Investigational Product Name: OncAlert Oral Cancer RAPID Test (OncAlert RAPID)
Methodology Overview
Prospectively collect 5cc of normal saline after a combination of swish, gargle and spit into
the provided collection specimen cup. Specimens will be collected at baseline (time of
biopsy) as per standard practice at each site. The OncAlert RAPID Test cassette is inserted
into the specimen cup and read directly from the cassette in 10 minutes. In addition,
comprehensive clinical - pathology and patient demographic features including age, gender,
race, ethnicity, and all pathology biopsy results will be collected. Any pertinent additional
clinical data including HPV status, socioeconomic status, smoking, drinking history, and
pertinent features related to oral health will be obtained. A central pathology review for
all biopsy results will be performed and incorporated into the final analyses.
Description:
Overview
The OncAlert Oral Cancer RAPID Test (OncAlert RAPID) is a qualitative point-of-care lateral
flow assay to aid in the decision to biopsy in patients with clinical features associated
with oral potentially malignant disorders and or oral/oropharyngeal cancer (i.e. head and
neck squamous cell carcinoma).
Proposed Intended Use Statement
The device measures soluble CD44 and total protein in saliva samples collected in saline. The
test is an adjunct to the biopsy decision process, and not intended as a screening or
stand-alone diagnostic assay. To be used in adults 23 years and older. Not intended for use
in pregnant women.
STUDY OBJECTIVES
The principal objectives of this study are to:
- Validate the OncAlert RAPID Test, with an NPV ≥ (1-prevalence),
- Evaluate OncAlert RAPID Test results in patients without immediate biopsy, both at
baseline and scheduled follow-up visit (approximately 1-3 months), to assess impact on
outcome,
- Evaluate the independent and associated contribution of readily available clinical
variables including age, race, gender, HPV status, socioeconomic level, tobacco, and
alcohol use with the biopsy and test results.
STUDY OVERVIEW
Study Approach
Prospectively collect 5cc of normal saline after a combination of swish, gargle and spit into
the provided collection specimen cup. 1cc will be removed and sequestered for subsequent
downstream analyses (Section 7). Specimens will be collected at baseline (time of biopsy) as
per standard practice at each site. The OncAlert RAPID Test cassette is inserted into the
specimen cup and read directly from the cassette in 10 minutes. In addition, acquire
comprehensive clinical - pathology and patient demographic features including age, gender,
race, ethnicity, and all pathology biopsy results. Also, obtain any pertinent additional
clinical data including HPV status, socioeconomic status, smoking, drinking history, and
pertinent features related to oral health. It is presumed that some patients within the
current biopsy protocol will undergo treatment as a result of the biopsy diagnosis. The
clinical-pathology data, when accessible, for these patients will be collected for subsequent
secondary analyses. A central pathology review for all biopsy results will be performed and
incorporated into the final analyses.
Study Duration
For Cohorts 1a and 1b patients, the pathology results of clinically directed incisional /
diagnostic biopsy will be followed until finalized and received.

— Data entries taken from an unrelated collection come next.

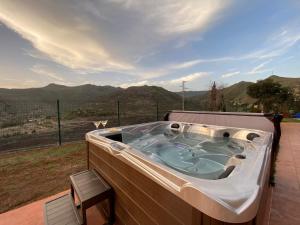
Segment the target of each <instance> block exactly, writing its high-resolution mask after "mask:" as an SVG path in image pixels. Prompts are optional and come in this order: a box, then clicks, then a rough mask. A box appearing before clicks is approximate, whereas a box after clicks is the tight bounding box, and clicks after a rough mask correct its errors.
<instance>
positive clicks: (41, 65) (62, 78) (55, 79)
mask: <svg viewBox="0 0 300 225" xmlns="http://www.w3.org/2000/svg"><path fill="white" fill-rule="evenodd" d="M30 70H31V71H32V72H34V73H36V74H40V75H43V76H47V77H48V78H51V79H52V80H55V81H64V78H62V77H61V76H60V75H58V74H57V73H55V72H53V71H52V70H50V69H49V68H47V67H46V66H44V65H34V66H33V67H32V68H31V69H30Z"/></svg>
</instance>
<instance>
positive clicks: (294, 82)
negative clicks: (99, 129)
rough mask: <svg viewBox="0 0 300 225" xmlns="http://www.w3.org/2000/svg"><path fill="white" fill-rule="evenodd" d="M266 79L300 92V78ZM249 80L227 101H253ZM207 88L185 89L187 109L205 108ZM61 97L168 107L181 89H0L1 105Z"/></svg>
mask: <svg viewBox="0 0 300 225" xmlns="http://www.w3.org/2000/svg"><path fill="white" fill-rule="evenodd" d="M266 79H273V80H274V81H276V82H279V83H280V84H282V85H283V86H289V87H291V88H292V89H294V91H295V93H296V94H297V95H300V78H288V77H280V76H276V75H272V76H270V77H268V78H266ZM250 84H252V82H245V81H241V82H239V83H236V84H233V85H231V86H228V87H225V88H224V89H223V94H224V98H225V100H226V101H227V102H233V101H237V102H240V103H242V104H249V103H253V102H254V101H255V100H254V99H252V98H251V97H249V96H248V95H247V87H248V86H249V85H250ZM207 94H208V91H187V92H185V97H186V107H187V108H188V109H190V110H204V109H205V104H206V103H207ZM56 99H60V101H62V102H64V103H66V104H73V105H78V106H79V105H87V104H89V103H99V104H100V105H103V106H104V105H105V106H106V107H110V106H109V105H110V104H109V103H112V102H113V104H115V102H116V101H117V100H118V99H119V101H120V102H121V103H122V104H123V105H131V106H132V107H135V106H145V107H148V106H149V105H153V104H155V103H156V102H159V104H160V106H163V107H165V108H168V109H180V108H181V102H182V97H181V93H180V92H171V91H168V90H166V89H164V88H162V87H157V86H137V87H129V88H126V89H123V88H120V87H112V86H96V85H91V84H86V85H81V86H75V87H68V86H63V85H57V84H49V85H48V86H46V87H42V88H28V89H4V88H0V104H1V103H2V104H13V103H18V102H19V103H36V104H38V103H43V104H45V103H49V104H52V103H53V102H55V101H56Z"/></svg>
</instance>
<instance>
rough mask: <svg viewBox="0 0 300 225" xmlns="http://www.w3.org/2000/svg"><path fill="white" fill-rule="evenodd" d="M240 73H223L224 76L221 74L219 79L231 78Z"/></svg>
mask: <svg viewBox="0 0 300 225" xmlns="http://www.w3.org/2000/svg"><path fill="white" fill-rule="evenodd" d="M240 73H241V72H240V71H235V72H230V73H225V74H223V75H222V76H221V77H222V78H227V77H232V76H236V75H239V74H240Z"/></svg>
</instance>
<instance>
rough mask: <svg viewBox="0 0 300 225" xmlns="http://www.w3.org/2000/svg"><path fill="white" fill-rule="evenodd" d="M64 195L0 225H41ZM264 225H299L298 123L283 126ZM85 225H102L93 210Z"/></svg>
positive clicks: (24, 206)
mask: <svg viewBox="0 0 300 225" xmlns="http://www.w3.org/2000/svg"><path fill="white" fill-rule="evenodd" d="M65 193H66V192H62V193H59V194H57V195H55V196H51V197H49V198H46V199H43V200H40V201H37V202H34V203H31V204H29V205H26V206H23V207H21V208H18V209H14V210H11V211H8V212H6V213H3V214H0V225H19V224H20V225H43V224H44V219H43V206H44V203H45V202H46V201H49V200H51V199H54V198H56V197H58V196H61V195H63V194H65ZM267 213H268V214H269V215H266V218H269V219H267V220H266V222H265V225H300V123H299V124H295V123H284V124H283V125H282V137H281V141H280V150H279V154H278V157H277V163H276V186H275V188H273V192H272V199H271V209H270V210H267ZM87 218H88V225H94V224H95V225H96V224H103V223H104V222H105V221H104V219H103V217H102V215H101V214H100V213H99V212H98V210H97V209H96V208H95V207H92V208H90V209H89V210H88V211H87Z"/></svg>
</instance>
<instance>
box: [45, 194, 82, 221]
mask: <svg viewBox="0 0 300 225" xmlns="http://www.w3.org/2000/svg"><path fill="white" fill-rule="evenodd" d="M44 215H45V225H58V224H68V225H82V224H83V222H82V219H81V218H80V216H79V214H78V211H77V208H76V207H75V205H74V204H73V201H72V197H71V195H70V194H66V195H63V196H61V197H59V198H57V199H54V200H52V201H49V202H47V203H46V204H45V207H44Z"/></svg>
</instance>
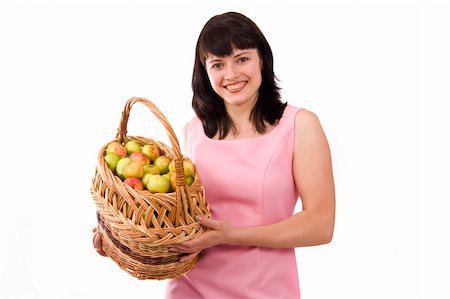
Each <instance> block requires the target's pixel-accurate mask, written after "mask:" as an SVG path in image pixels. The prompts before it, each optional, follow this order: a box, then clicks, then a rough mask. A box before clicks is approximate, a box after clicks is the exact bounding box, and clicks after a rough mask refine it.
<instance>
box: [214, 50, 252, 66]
mask: <svg viewBox="0 0 450 299" xmlns="http://www.w3.org/2000/svg"><path fill="white" fill-rule="evenodd" d="M248 54H251V52H250V51H242V52H238V53H236V54H235V55H233V56H232V57H233V58H236V57H239V56H242V55H248ZM221 60H222V57H218V56H213V57H211V58H207V59H206V60H205V62H206V63H214V62H220V61H221Z"/></svg>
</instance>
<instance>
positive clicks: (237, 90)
mask: <svg viewBox="0 0 450 299" xmlns="http://www.w3.org/2000/svg"><path fill="white" fill-rule="evenodd" d="M246 85H247V81H240V82H237V83H230V84H228V85H225V88H226V89H227V90H228V91H229V92H231V93H235V92H239V91H241V90H242V89H243V88H244V87H245V86H246Z"/></svg>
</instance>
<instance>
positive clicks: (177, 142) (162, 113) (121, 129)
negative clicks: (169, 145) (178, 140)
mask: <svg viewBox="0 0 450 299" xmlns="http://www.w3.org/2000/svg"><path fill="white" fill-rule="evenodd" d="M135 103H141V104H143V105H145V106H147V107H148V108H149V109H150V111H151V112H153V114H154V115H155V116H156V117H157V118H158V120H159V121H160V122H161V123H162V125H163V126H164V128H165V129H166V133H167V136H168V137H169V139H170V143H171V145H172V149H173V150H174V151H175V156H176V157H181V156H182V154H181V148H180V143H179V142H178V138H177V136H176V135H175V132H174V130H173V128H172V126H171V125H170V123H169V121H168V120H167V118H166V117H165V116H164V114H163V113H162V112H161V110H159V109H158V107H156V106H155V104H153V103H152V102H151V101H150V100H148V99H145V98H140V97H132V98H130V99H129V100H128V101H127V103H126V104H125V107H124V109H123V112H122V118H121V120H120V125H119V128H118V129H117V134H116V139H117V140H119V142H121V143H124V142H125V139H126V135H127V124H128V118H129V117H130V111H131V107H132V106H133V105H134V104H135Z"/></svg>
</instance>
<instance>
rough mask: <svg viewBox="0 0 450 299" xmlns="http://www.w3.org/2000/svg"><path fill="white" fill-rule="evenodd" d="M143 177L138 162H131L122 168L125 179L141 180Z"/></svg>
mask: <svg viewBox="0 0 450 299" xmlns="http://www.w3.org/2000/svg"><path fill="white" fill-rule="evenodd" d="M143 175H144V166H143V165H142V164H141V163H140V162H133V161H131V162H130V163H129V164H127V165H125V166H124V168H123V176H124V177H125V178H126V179H127V178H131V177H133V178H141V177H142V176H143Z"/></svg>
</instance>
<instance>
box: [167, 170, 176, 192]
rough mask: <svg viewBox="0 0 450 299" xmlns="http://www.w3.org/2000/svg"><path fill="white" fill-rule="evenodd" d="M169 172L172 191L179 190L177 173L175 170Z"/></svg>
mask: <svg viewBox="0 0 450 299" xmlns="http://www.w3.org/2000/svg"><path fill="white" fill-rule="evenodd" d="M167 174H169V183H170V191H172V192H174V191H175V190H177V175H176V174H175V172H168V173H167Z"/></svg>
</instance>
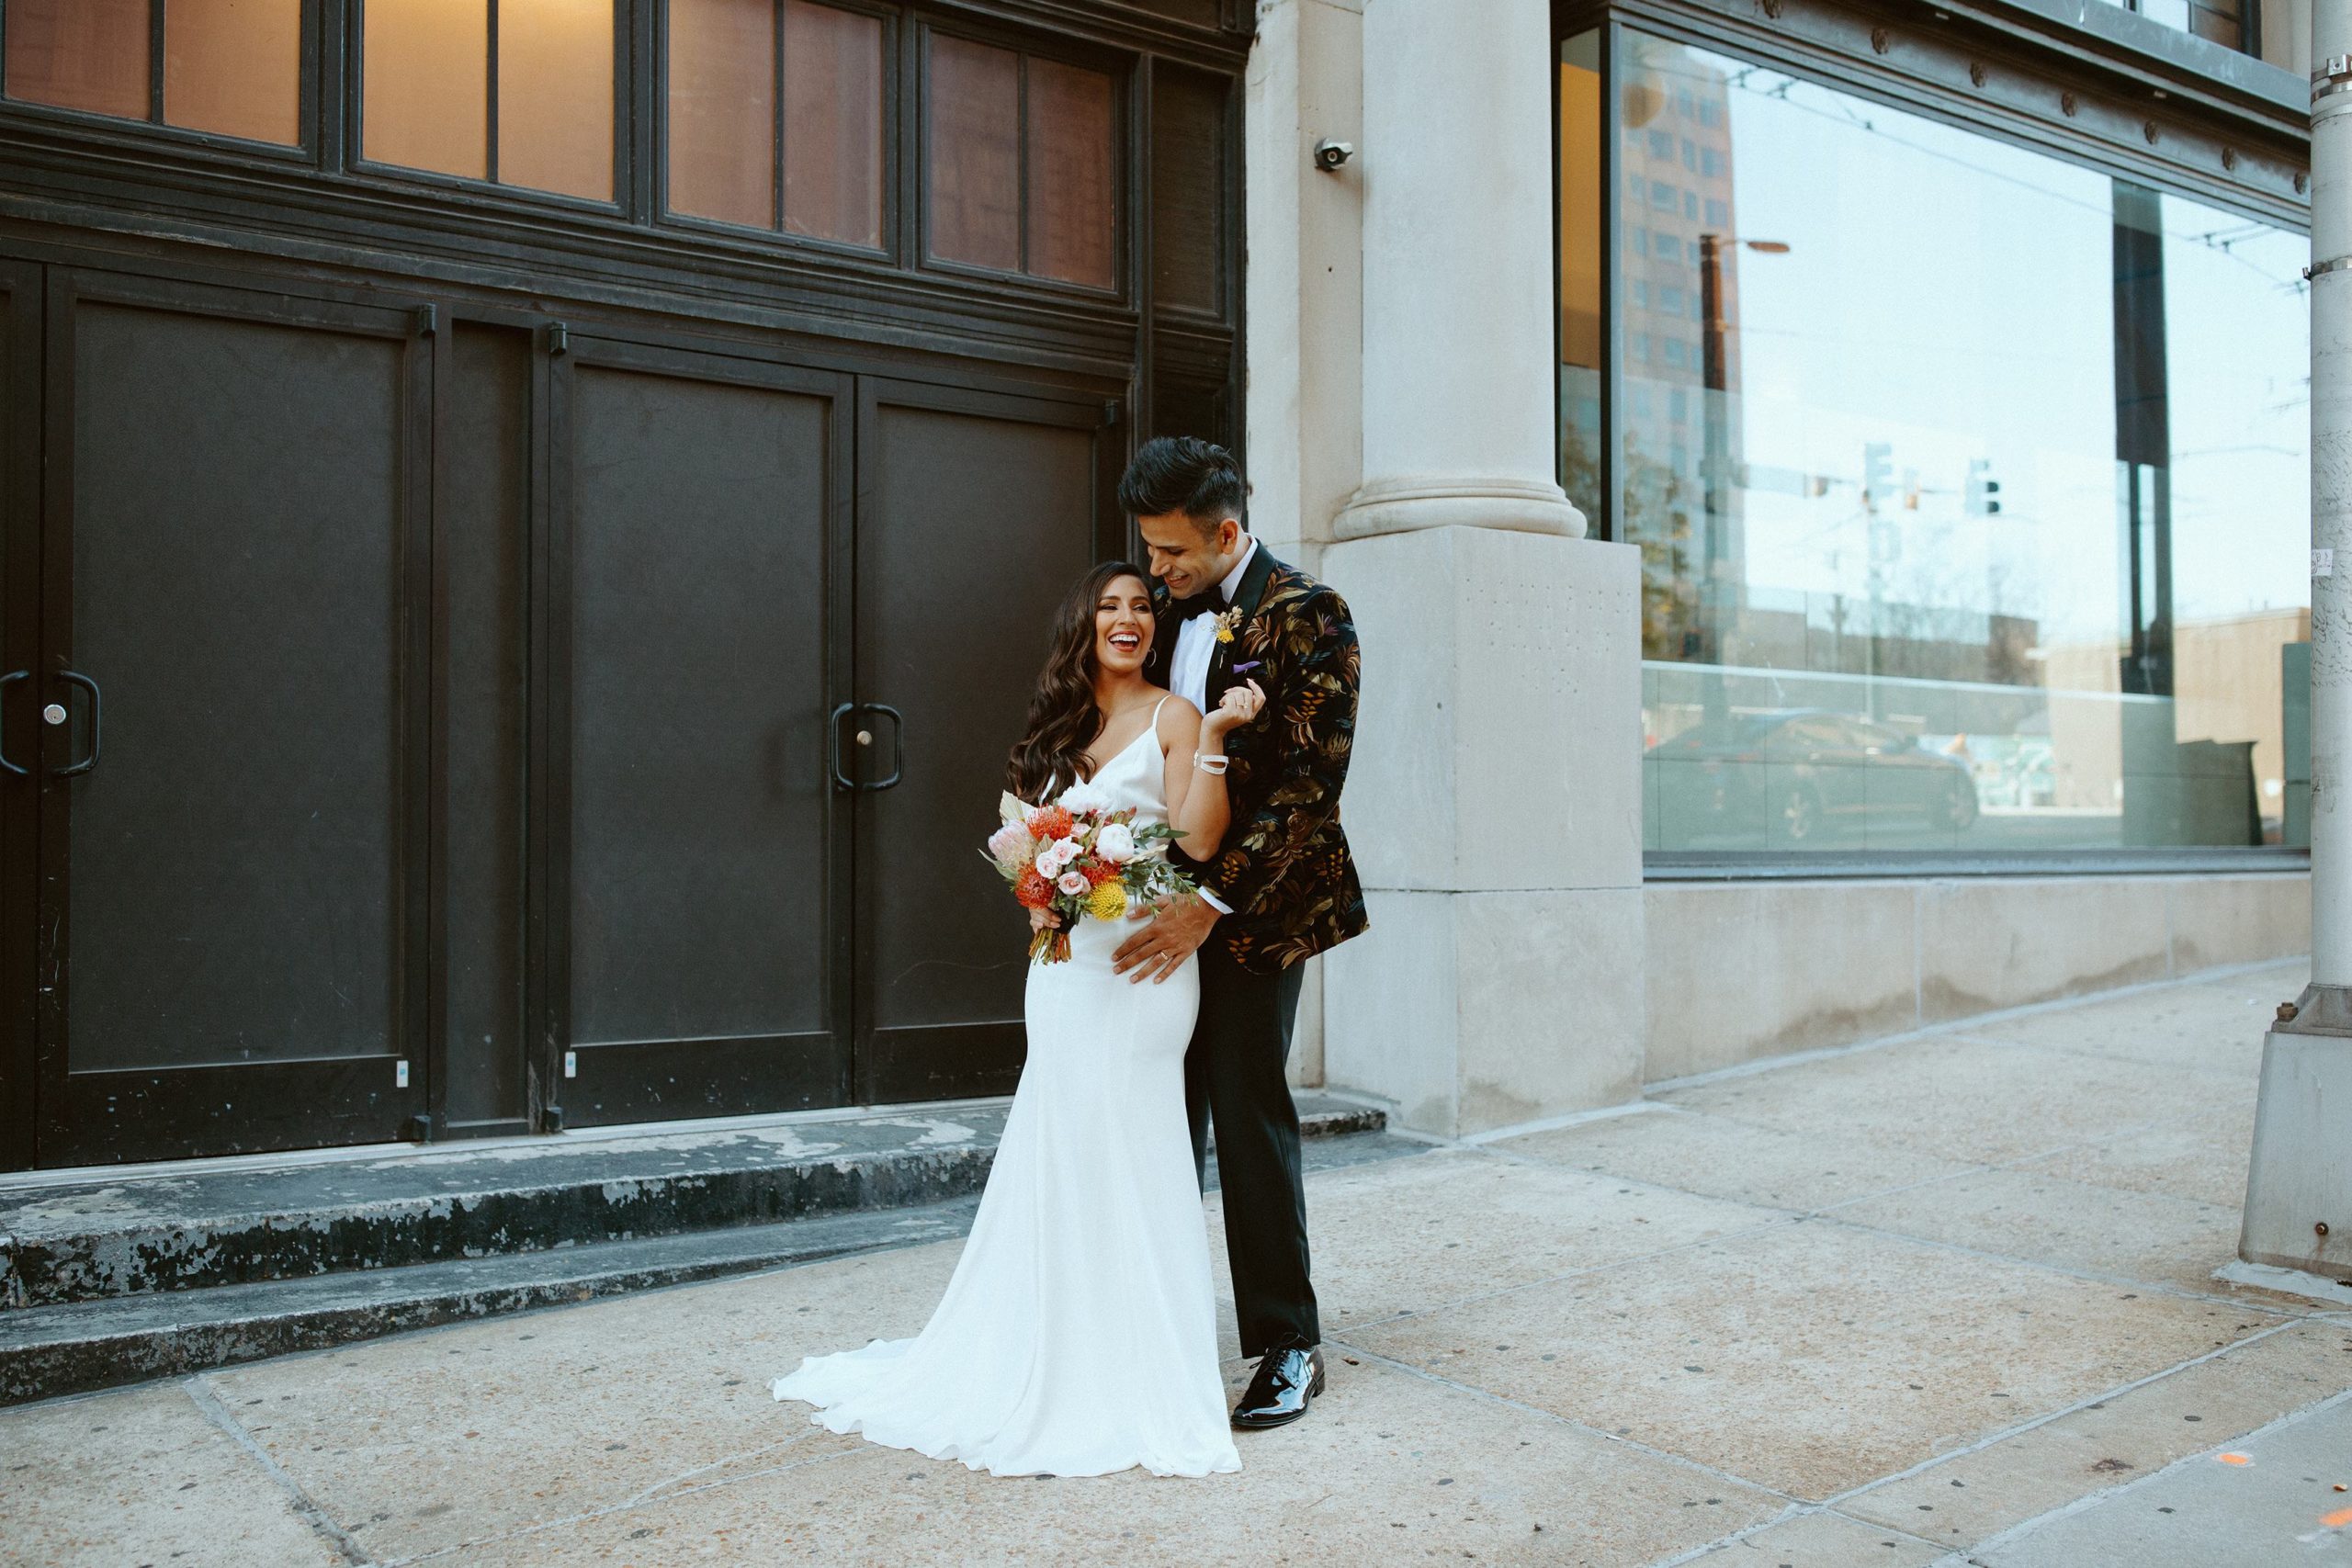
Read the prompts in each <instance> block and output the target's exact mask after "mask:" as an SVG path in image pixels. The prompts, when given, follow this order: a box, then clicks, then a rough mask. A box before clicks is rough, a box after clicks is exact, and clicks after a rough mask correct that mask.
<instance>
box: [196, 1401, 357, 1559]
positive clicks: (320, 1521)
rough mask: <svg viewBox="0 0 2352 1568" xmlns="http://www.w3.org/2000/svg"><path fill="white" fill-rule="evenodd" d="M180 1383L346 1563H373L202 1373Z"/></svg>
mask: <svg viewBox="0 0 2352 1568" xmlns="http://www.w3.org/2000/svg"><path fill="white" fill-rule="evenodd" d="M179 1387H181V1392H186V1394H188V1401H191V1403H193V1406H195V1408H198V1410H202V1415H205V1420H209V1422H212V1425H214V1427H219V1429H221V1432H223V1434H228V1441H230V1443H235V1446H238V1448H242V1450H245V1455H247V1458H249V1460H254V1465H259V1467H261V1469H263V1472H266V1474H268V1479H270V1481H275V1483H278V1488H280V1490H282V1493H285V1495H287V1502H289V1505H292V1507H294V1514H296V1516H299V1519H301V1521H303V1523H308V1526H310V1528H313V1530H318V1533H320V1535H325V1537H327V1540H329V1542H334V1549H336V1552H341V1554H343V1561H346V1563H353V1566H355V1568H367V1566H369V1563H374V1561H376V1559H372V1556H369V1554H367V1549H365V1547H362V1544H360V1542H355V1540H353V1537H350V1533H348V1530H346V1528H343V1526H339V1523H336V1521H334V1519H332V1516H329V1514H327V1509H322V1507H320V1505H318V1502H315V1500H313V1497H310V1493H306V1490H303V1488H301V1481H296V1479H294V1476H289V1474H287V1472H285V1467H282V1465H280V1462H278V1460H273V1458H270V1453H268V1448H263V1446H261V1443H256V1441H254V1434H252V1432H247V1429H245V1422H240V1420H238V1418H235V1413H233V1410H230V1408H228V1406H223V1403H221V1396H219V1394H214V1392H212V1387H209V1385H207V1382H205V1378H202V1375H195V1378H186V1380H183V1382H181V1385H179Z"/></svg>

Cohort 2 patients not having an initial incisional / diagnostic biopsy at the initial visit
will have an additional OncAlert® RAPID test performed within 1 -3 months±14 days (or as
defined by standard of care (SOC)after the initial visit.)
The study will conclude after all data is collected and analyzed. This could vary from 12 to
36 months or more depending on accrual rates at the open sites and other factors.